Kehadiran kecerdasan buatan bagaikan pisau bermata dua: di satu sisi, teknologi ini dapat membantu mengerjakan tugas yang rumit dan menjawab pertanyaan dengan cepat; tetapi di sisi lain, ketergantungan pada kecerdasan buatan berisiko untuk mengikis daya intelektual dan kemampuan berpikir kritis. Kemampuan kecerdasan buatan dalam menghasilkan jawaban yang cepat dan berkualitas sering kali membuat kaum pelajar tergoda untuk langsung menyalin jawaban tanpa memahami isi jawaban terlebih dahulu. Kebiasaan ini dikhawatirkan akan menghasilkan lulusan yang kurang profesional dan memiliki kemampuan berpikir kritis yang buruk. Khususnya pelajar, mereka akan kehilangan momentum yang berharga untuk berproses, menganalisis, dan bernalar mandiri. Penyalahgunaan kecerdasan buatan lainnya yang sering ditemui adalah manipulasi gambar. Salah satu kasus yang sempat hangat di Indonesia yaitu pembuatan konten asusila menggunakan kecerdasan buatan oleh seorang oknum mahasiswa (Haq, 2025).
Diperlukan pendekatan yang bijaksana dan etis agar penggunaan kecerdasan buatan tidak menimbulkan efek negatif. Kecerdasan buatan hendaknya diposisikan sebagai teman atau partner dalam mengerjakan tugas dan bukan menjadikannya layaknya mesin yang bekerja untuk tuannya. Hal tersebut dapat dilakukan dengan memanfaatkan kecerdasan buatan untuk membantu mencari sumber referensi, membantu merapikan kalimat, hingga memberikan sudut pandang lain. Kemudian, pengguna juga harus selalu melakukan pengecekan ulang terhadap informasi yang diberikan kecerdasan buatan untuk menghindari misinformasi.

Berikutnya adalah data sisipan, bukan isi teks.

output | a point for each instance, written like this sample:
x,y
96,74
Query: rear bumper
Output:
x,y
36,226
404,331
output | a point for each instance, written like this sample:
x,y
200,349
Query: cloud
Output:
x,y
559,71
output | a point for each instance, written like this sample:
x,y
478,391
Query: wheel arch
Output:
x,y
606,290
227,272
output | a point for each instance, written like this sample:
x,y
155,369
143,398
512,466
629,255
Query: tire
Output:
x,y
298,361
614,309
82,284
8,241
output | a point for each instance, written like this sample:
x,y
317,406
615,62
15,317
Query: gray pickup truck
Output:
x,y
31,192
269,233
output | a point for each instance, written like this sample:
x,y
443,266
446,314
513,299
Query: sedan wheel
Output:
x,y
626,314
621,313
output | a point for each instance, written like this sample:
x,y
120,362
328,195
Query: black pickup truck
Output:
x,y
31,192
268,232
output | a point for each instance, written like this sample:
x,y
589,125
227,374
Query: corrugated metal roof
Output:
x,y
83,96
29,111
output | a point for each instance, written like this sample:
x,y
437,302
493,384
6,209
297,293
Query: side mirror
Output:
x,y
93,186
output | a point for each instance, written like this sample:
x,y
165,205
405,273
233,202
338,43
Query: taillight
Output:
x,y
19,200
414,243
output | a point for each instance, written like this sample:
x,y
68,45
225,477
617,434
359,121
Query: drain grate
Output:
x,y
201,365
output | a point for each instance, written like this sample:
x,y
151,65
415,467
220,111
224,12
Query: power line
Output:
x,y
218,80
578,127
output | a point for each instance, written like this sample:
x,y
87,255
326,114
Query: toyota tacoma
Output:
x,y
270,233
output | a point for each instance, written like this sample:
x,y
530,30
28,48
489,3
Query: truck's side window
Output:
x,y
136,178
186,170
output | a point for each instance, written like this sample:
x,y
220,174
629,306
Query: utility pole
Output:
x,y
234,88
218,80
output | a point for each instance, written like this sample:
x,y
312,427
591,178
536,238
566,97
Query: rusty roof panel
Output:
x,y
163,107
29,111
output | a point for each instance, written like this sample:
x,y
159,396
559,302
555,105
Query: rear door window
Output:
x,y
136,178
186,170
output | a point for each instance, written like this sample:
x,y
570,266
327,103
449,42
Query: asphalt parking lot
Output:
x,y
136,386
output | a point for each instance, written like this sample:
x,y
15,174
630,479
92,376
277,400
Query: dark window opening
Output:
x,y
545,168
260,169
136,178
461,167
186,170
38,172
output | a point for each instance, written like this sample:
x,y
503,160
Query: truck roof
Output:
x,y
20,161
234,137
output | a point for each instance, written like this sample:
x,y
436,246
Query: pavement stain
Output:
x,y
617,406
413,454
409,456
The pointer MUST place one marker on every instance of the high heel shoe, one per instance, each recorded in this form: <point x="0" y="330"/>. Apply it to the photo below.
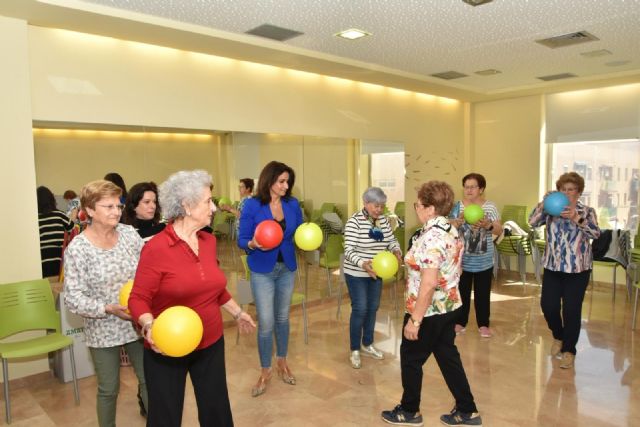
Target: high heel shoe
<point x="261" y="385"/>
<point x="285" y="374"/>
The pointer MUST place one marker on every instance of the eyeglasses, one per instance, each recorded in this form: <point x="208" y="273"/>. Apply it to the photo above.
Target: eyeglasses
<point x="112" y="207"/>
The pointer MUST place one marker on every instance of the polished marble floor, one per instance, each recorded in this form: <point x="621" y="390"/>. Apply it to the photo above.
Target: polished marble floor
<point x="514" y="381"/>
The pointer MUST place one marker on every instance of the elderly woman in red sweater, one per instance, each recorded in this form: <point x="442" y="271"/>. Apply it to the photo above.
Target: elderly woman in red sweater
<point x="179" y="267"/>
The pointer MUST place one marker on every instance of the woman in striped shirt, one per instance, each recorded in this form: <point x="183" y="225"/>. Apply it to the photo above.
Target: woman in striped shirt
<point x="52" y="223"/>
<point x="366" y="233"/>
<point x="477" y="261"/>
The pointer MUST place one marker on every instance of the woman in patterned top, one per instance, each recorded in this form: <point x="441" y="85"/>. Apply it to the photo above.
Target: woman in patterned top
<point x="477" y="261"/>
<point x="433" y="266"/>
<point x="97" y="263"/>
<point x="366" y="234"/>
<point x="567" y="265"/>
<point x="52" y="224"/>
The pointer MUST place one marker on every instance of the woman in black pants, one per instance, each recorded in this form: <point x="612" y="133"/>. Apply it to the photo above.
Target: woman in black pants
<point x="567" y="265"/>
<point x="433" y="266"/>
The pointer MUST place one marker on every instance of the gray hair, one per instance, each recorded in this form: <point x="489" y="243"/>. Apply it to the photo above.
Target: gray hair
<point x="374" y="195"/>
<point x="184" y="187"/>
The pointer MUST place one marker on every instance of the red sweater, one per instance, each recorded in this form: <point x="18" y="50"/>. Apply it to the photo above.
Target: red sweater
<point x="170" y="273"/>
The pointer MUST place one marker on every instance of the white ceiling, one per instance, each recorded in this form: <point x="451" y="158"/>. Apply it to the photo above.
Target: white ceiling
<point x="411" y="40"/>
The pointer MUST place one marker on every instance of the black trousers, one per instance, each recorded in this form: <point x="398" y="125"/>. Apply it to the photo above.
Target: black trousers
<point x="480" y="282"/>
<point x="561" y="303"/>
<point x="436" y="335"/>
<point x="166" y="378"/>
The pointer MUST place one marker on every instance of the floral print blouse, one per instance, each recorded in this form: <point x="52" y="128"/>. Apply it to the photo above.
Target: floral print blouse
<point x="438" y="246"/>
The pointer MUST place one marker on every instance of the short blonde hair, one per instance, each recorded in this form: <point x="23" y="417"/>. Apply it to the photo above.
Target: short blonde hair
<point x="438" y="194"/>
<point x="570" y="178"/>
<point x="96" y="190"/>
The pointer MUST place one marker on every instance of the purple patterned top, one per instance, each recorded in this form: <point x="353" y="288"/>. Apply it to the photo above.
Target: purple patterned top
<point x="568" y="247"/>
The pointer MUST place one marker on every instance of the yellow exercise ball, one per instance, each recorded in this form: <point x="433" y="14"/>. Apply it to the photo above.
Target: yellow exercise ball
<point x="308" y="236"/>
<point x="125" y="291"/>
<point x="177" y="331"/>
<point x="385" y="265"/>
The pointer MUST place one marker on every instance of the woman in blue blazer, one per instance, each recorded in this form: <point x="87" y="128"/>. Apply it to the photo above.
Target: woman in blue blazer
<point x="272" y="270"/>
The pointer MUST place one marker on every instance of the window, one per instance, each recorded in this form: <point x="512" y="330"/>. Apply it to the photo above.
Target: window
<point x="612" y="193"/>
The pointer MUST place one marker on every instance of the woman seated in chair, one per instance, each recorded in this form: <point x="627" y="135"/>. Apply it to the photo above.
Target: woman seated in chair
<point x="366" y="233"/>
<point x="567" y="262"/>
<point x="98" y="262"/>
<point x="141" y="210"/>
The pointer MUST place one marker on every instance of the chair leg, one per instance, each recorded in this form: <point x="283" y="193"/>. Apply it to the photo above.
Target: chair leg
<point x="304" y="319"/>
<point x="339" y="300"/>
<point x="7" y="402"/>
<point x="635" y="311"/>
<point x="72" y="357"/>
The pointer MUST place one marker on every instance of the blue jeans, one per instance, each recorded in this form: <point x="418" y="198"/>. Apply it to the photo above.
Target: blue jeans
<point x="365" y="300"/>
<point x="272" y="294"/>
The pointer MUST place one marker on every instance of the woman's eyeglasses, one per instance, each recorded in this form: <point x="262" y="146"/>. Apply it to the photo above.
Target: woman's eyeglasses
<point x="376" y="234"/>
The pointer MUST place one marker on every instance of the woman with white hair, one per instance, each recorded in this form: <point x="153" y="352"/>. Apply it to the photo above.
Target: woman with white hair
<point x="179" y="266"/>
<point x="366" y="233"/>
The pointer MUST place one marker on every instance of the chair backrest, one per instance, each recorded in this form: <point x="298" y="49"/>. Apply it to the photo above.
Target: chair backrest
<point x="333" y="248"/>
<point x="26" y="306"/>
<point x="245" y="264"/>
<point x="517" y="214"/>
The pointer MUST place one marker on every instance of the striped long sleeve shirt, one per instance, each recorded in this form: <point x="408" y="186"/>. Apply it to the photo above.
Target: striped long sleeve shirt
<point x="359" y="247"/>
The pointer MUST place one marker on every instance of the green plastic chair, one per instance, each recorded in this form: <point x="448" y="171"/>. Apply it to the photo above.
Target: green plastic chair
<point x="28" y="306"/>
<point x="633" y="266"/>
<point x="297" y="298"/>
<point x="330" y="258"/>
<point x="518" y="246"/>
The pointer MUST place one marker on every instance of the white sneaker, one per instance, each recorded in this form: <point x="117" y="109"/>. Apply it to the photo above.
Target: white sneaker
<point x="355" y="359"/>
<point x="373" y="352"/>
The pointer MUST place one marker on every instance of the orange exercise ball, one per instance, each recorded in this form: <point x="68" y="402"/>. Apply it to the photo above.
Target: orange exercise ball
<point x="385" y="265"/>
<point x="268" y="234"/>
<point x="177" y="331"/>
<point x="308" y="236"/>
<point x="125" y="291"/>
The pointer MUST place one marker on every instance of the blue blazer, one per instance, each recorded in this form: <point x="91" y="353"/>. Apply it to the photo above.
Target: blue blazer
<point x="252" y="214"/>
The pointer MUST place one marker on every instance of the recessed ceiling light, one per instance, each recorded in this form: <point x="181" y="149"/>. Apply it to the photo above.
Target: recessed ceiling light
<point x="352" y="34"/>
<point x="596" y="53"/>
<point x="489" y="72"/>
<point x="617" y="63"/>
<point x="476" y="2"/>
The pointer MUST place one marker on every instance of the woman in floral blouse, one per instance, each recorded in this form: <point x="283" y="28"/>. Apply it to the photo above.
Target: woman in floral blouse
<point x="434" y="265"/>
<point x="97" y="263"/>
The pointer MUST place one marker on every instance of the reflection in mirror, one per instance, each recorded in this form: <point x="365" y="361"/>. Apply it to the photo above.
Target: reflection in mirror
<point x="331" y="173"/>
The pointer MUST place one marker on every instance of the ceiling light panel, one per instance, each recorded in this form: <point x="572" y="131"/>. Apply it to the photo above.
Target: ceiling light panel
<point x="352" y="34"/>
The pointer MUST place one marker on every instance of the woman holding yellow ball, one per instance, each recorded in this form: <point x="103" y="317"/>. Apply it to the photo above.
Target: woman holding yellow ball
<point x="96" y="265"/>
<point x="179" y="267"/>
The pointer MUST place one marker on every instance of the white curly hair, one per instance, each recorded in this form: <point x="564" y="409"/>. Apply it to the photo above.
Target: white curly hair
<point x="184" y="187"/>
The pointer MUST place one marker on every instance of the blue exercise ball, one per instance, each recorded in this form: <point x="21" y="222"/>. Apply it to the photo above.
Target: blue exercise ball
<point x="555" y="203"/>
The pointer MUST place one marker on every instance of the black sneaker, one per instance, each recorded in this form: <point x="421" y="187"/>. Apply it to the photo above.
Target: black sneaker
<point x="400" y="417"/>
<point x="459" y="418"/>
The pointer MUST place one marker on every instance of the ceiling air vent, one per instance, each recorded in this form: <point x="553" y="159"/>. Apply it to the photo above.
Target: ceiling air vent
<point x="557" y="77"/>
<point x="488" y="72"/>
<point x="273" y="32"/>
<point x="567" y="39"/>
<point x="449" y="75"/>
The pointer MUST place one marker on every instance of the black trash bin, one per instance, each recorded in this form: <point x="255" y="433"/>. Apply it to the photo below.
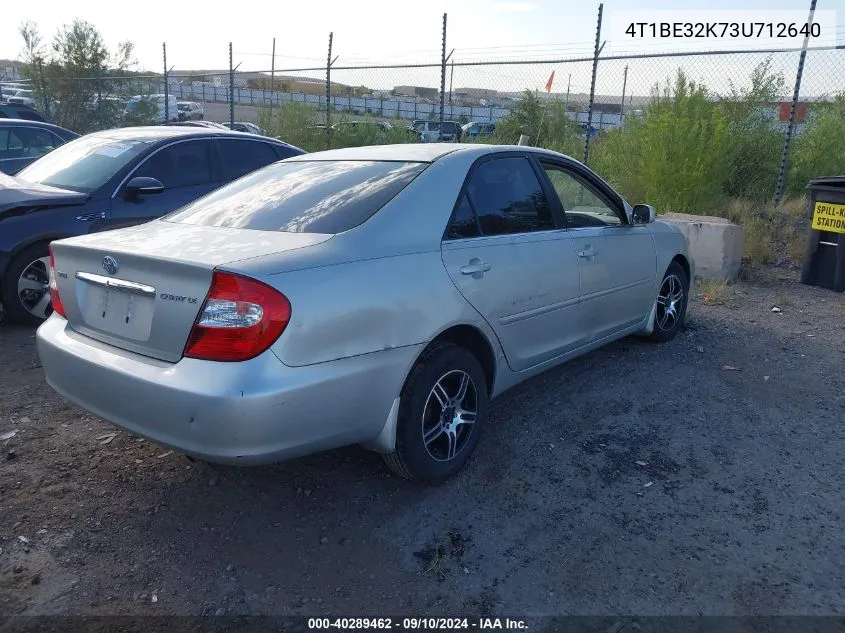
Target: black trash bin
<point x="824" y="261"/>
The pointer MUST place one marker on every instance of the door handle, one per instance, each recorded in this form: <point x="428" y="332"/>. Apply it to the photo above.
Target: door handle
<point x="475" y="267"/>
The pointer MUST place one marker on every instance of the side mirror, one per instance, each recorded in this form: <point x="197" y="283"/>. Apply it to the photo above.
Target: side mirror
<point x="643" y="214"/>
<point x="141" y="185"/>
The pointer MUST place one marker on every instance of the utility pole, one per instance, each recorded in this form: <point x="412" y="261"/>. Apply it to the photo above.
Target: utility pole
<point x="443" y="74"/>
<point x="451" y="77"/>
<point x="787" y="141"/>
<point x="568" y="84"/>
<point x="593" y="86"/>
<point x="166" y="87"/>
<point x="624" y="85"/>
<point x="329" y="89"/>
<point x="273" y="73"/>
<point x="231" y="89"/>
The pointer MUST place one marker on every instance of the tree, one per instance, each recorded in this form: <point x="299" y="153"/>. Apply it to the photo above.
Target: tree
<point x="76" y="76"/>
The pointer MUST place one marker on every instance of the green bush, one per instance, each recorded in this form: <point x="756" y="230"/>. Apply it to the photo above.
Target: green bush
<point x="820" y="149"/>
<point x="675" y="156"/>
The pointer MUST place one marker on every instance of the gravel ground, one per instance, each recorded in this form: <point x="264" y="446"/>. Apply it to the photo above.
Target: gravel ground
<point x="640" y="479"/>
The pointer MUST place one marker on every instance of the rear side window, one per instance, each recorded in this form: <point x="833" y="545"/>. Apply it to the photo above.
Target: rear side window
<point x="303" y="197"/>
<point x="239" y="157"/>
<point x="284" y="151"/>
<point x="508" y="198"/>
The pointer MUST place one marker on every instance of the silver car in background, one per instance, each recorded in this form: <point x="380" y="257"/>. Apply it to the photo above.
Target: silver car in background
<point x="372" y="295"/>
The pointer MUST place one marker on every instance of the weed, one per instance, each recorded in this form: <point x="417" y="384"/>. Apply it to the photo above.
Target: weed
<point x="712" y="291"/>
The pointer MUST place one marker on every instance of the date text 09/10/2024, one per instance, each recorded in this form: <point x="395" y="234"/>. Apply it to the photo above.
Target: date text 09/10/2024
<point x="416" y="624"/>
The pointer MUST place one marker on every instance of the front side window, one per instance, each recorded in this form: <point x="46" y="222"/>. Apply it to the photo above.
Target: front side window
<point x="83" y="164"/>
<point x="508" y="198"/>
<point x="303" y="196"/>
<point x="180" y="165"/>
<point x="583" y="207"/>
<point x="239" y="157"/>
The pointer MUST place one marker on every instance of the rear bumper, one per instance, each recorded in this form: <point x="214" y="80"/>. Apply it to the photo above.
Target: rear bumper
<point x="258" y="411"/>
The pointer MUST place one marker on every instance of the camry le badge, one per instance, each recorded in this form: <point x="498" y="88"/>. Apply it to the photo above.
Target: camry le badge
<point x="110" y="264"/>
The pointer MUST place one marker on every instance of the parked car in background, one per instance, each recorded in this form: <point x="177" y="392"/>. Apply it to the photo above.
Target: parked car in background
<point x="106" y="180"/>
<point x="22" y="141"/>
<point x="10" y="111"/>
<point x="476" y="129"/>
<point x="190" y="111"/>
<point x="378" y="126"/>
<point x="22" y="97"/>
<point x="245" y="126"/>
<point x="430" y="132"/>
<point x="152" y="109"/>
<point x="378" y="295"/>
<point x="9" y="89"/>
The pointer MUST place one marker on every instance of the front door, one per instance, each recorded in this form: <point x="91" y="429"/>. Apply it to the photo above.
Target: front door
<point x="183" y="167"/>
<point x="507" y="255"/>
<point x="617" y="260"/>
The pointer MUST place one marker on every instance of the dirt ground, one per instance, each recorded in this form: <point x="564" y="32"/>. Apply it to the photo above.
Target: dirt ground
<point x="702" y="476"/>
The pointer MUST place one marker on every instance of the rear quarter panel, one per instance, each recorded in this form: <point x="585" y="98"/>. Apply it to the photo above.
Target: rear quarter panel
<point x="363" y="307"/>
<point x="669" y="243"/>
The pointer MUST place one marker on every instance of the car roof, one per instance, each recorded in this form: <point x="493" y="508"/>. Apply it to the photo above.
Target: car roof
<point x="30" y="123"/>
<point x="416" y="152"/>
<point x="153" y="133"/>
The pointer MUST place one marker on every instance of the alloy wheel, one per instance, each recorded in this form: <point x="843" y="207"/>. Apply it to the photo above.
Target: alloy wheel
<point x="669" y="302"/>
<point x="34" y="288"/>
<point x="449" y="415"/>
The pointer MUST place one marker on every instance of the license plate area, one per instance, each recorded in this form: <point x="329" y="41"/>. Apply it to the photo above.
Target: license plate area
<point x="118" y="310"/>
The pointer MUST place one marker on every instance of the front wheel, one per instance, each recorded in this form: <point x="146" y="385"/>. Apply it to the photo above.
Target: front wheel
<point x="671" y="306"/>
<point x="25" y="286"/>
<point x="442" y="411"/>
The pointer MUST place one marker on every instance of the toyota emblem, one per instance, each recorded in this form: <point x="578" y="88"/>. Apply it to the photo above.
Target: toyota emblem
<point x="110" y="264"/>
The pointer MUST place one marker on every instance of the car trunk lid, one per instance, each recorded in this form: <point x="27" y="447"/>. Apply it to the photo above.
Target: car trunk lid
<point x="141" y="288"/>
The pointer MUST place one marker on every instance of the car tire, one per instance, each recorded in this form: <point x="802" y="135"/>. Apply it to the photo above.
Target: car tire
<point x="447" y="384"/>
<point x="671" y="309"/>
<point x="31" y="264"/>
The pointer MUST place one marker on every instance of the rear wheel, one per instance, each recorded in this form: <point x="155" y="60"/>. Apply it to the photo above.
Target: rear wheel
<point x="442" y="411"/>
<point x="671" y="307"/>
<point x="25" y="286"/>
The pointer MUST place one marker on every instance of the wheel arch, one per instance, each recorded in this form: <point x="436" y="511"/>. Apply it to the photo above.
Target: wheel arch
<point x="470" y="337"/>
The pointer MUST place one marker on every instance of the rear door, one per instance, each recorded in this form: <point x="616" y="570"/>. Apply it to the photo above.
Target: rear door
<point x="238" y="156"/>
<point x="184" y="168"/>
<point x="509" y="257"/>
<point x="617" y="260"/>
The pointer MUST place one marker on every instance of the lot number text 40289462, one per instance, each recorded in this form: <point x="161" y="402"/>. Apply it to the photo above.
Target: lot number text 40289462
<point x="417" y="624"/>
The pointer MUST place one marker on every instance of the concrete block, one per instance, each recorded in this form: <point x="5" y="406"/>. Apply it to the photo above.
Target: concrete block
<point x="715" y="244"/>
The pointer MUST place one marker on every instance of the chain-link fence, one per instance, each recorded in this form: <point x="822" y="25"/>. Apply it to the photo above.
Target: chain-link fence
<point x="687" y="131"/>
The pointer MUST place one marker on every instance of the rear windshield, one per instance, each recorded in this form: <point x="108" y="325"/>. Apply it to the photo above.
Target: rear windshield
<point x="302" y="197"/>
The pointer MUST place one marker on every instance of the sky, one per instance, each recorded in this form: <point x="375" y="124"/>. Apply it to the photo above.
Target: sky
<point x="393" y="31"/>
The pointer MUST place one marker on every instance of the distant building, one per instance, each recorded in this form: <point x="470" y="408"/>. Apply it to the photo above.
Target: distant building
<point x="416" y="91"/>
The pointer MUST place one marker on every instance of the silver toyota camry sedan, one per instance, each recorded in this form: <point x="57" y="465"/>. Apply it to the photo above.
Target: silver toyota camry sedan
<point x="375" y="295"/>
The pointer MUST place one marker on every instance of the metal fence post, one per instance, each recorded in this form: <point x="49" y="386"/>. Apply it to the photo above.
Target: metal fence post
<point x="231" y="89"/>
<point x="273" y="73"/>
<point x="593" y="87"/>
<point x="166" y="101"/>
<point x="44" y="98"/>
<point x="787" y="139"/>
<point x="443" y="75"/>
<point x="329" y="90"/>
<point x="624" y="86"/>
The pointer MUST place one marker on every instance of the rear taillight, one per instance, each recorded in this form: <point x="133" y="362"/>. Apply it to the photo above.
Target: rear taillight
<point x="241" y="317"/>
<point x="56" y="300"/>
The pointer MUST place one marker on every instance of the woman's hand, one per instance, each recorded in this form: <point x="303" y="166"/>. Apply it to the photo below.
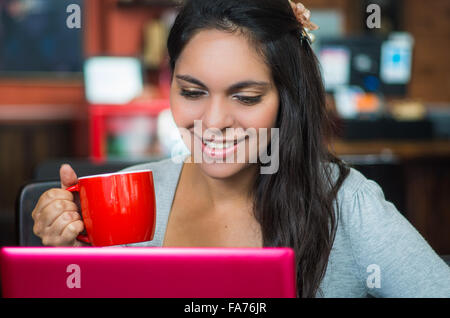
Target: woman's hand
<point x="56" y="218"/>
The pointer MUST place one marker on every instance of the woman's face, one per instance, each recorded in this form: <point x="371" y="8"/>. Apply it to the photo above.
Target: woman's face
<point x="222" y="97"/>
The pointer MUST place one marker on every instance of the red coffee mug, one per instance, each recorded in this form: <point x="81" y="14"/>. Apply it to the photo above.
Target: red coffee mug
<point x="117" y="208"/>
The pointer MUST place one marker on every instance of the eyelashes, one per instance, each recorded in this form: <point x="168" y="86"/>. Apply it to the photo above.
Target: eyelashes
<point x="246" y="100"/>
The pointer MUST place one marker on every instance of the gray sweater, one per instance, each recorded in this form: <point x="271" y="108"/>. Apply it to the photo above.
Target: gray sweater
<point x="376" y="251"/>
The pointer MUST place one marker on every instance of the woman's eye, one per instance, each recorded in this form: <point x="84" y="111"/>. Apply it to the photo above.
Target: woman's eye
<point x="191" y="94"/>
<point x="249" y="100"/>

Beberapa contoh pemanfaatan kecerdasan buatan yang dapat dilakukan mahasiswa yakni untuk membantu mencari sumber referensi atau jurnal, merangkum isi materi, membuat cheat sheet untuk ujian, membantu membuat coding, hingga memberikan sudut pandang lain terkait suatu gagasan atau opini.
Sebagai penutup artikel ini, dapat disimpulkan bahwa kita kini hidup berdampingan dengan kecerdasan buatan, kehadiran kecerdasan buatan diibaratkan sebagai pisau bermata dua yang dapat memberikan manfaat sekaligus membawa risiko bagi penggunanya. Manfaat kecerdasan buatan sangat ditentukan oleh kebijaksanaan dalam penggunaannya. Dengan menerapkan strategi yang tepat serta berlandaskan pada etika dan norma, pengguna kecerdasan buatan dapat merasakan manfaat tanpa harus mengkhawatirkan efek negatifnya pada masa mendatang.